Interestingly enough, Valls does not feel that policing women’s bodies and forcing them to dress in a manner they do not feel comfortable is archaic or oppressive. Perhaps accepting and supporting a woman’s choice of her own attire is not sufficient enough of a liberty by French standards.
Forcing a woman out of clothing is as violent as forcing her into it. It is as simple as that.
Truthfully, I am unclear as to what French authorities think they can accomplish with a burqini ban. Are they trying to minimize the amount of French swimmers of Arab descent?
Will barring women who want to build sandcastles on the shore and wade into the water help integrate people from different communities? Isn’t the most quintessentially French thing to do frolic on a beach along the Mediterranean?
The burkini ban is a way to legislate Islamophobia and exclude Muslim women because of their commitment to their faith.
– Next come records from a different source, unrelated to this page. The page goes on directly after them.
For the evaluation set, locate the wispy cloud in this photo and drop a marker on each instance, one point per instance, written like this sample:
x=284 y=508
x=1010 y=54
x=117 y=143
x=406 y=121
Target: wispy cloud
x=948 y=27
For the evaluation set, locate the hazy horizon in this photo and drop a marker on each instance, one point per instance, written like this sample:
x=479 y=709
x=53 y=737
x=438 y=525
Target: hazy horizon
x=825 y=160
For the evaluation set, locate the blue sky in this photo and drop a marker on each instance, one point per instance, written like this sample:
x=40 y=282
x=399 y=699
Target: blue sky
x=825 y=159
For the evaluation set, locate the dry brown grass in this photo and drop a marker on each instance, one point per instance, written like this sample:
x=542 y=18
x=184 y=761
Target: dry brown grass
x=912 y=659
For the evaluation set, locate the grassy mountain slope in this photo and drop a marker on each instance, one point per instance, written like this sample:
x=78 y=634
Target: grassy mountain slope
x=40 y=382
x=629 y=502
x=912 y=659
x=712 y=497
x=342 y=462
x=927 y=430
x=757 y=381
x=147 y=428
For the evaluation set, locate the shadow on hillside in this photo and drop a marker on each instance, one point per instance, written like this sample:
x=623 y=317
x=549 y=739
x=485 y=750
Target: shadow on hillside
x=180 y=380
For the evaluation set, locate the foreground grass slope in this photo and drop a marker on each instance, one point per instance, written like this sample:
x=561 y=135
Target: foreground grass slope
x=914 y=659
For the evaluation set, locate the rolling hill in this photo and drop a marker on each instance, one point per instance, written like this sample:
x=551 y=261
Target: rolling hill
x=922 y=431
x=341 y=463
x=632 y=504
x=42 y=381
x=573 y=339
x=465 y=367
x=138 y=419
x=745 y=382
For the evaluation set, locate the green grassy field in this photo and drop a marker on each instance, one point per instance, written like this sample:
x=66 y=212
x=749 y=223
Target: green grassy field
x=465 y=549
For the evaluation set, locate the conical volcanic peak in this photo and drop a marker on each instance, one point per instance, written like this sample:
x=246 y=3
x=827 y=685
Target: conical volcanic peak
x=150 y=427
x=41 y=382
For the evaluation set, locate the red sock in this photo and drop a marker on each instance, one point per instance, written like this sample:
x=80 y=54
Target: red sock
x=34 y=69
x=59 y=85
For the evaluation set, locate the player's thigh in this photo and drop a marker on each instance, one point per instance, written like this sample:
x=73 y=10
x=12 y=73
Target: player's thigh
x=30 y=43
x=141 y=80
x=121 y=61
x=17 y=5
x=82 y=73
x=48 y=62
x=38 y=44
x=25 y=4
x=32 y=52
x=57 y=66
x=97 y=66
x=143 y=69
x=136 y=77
The French authorities seem to be cloaked in bigotry by refusing to acquiesce.
Could it be that France is concerned that burkinis might catch on as a practical fashion fad? It is already a garment used by those who get sunburned easily, or who may have a sun allergy or concerns about too much exposure to strong UltraViolet rays.
In the days following the burkini ban, Aheda Zanetti, an Australian woman who first designed burkinis, said that sales have increased and a majority of the orders are from non-Muslim women. Contrary to what Lisner or Valls might believe, the burqini was actually created in order for women who wanted to participate fully and completely.
The original idea came to Zanetti in 2004 when her niece and daughter needed more appropriate and sporty clothing in which to swim and play sports. The creation of the burqini was, in essence, a design that would allow Muslim girls to participate freely and more comfortably with wider society.
That isn’t archaic, it is brilliant.
Zanetti feels strongly that her product and the story behind it are models of empowerment and choice. In an op-ed piece for the Guardian, she says about the burkini ban and to the French authorities, “You’ve taken a product that symbolised happiness and joyfulness and fitness, and turned it into a product of hatred.”
The Council of State formally overturned the burkini ban that had been implemented in almost a dozen French towns. But the mayor of Sisco has already publicly opposed the court’s decision.
“There’s a lot of tension here and I won’t withdraw my decree,” said Ange-Pierre Vivoni. Furthermore, the former French President has declared that he believes that Muslim swimwear is a “provocation” and should be banned in all of France. Something that he promises to do if elected in next year’s election.
Many Muslim women around the world enjoy swimming, surfing and other water-related activities. The creation of the burkini and other types of modest swimwear has helped women feel more comfortable while at the pool or on the beach. Muslim women have written of their experiences and how wearing a burkini allowed them to embrace their love for water.
Remona Aly penned a fantastic piece – if a little tongue-in-cheek – on why wearing a burkini is actually quite sensible. But deep-seeded issues of misogyny, xenophobia and Islamophobia will not be reconciled over a swimsuit, but Muslims wearing their own attire is a positive step.
Allowing women to choose their own clothes while at the beach, especially those designed for swimming, is the most intelligent thing to do. Including women in local activities will only connect people through shared experiences and amusement.
But it would seem that France is too busy violently protecting its values to be sensible or inclusive.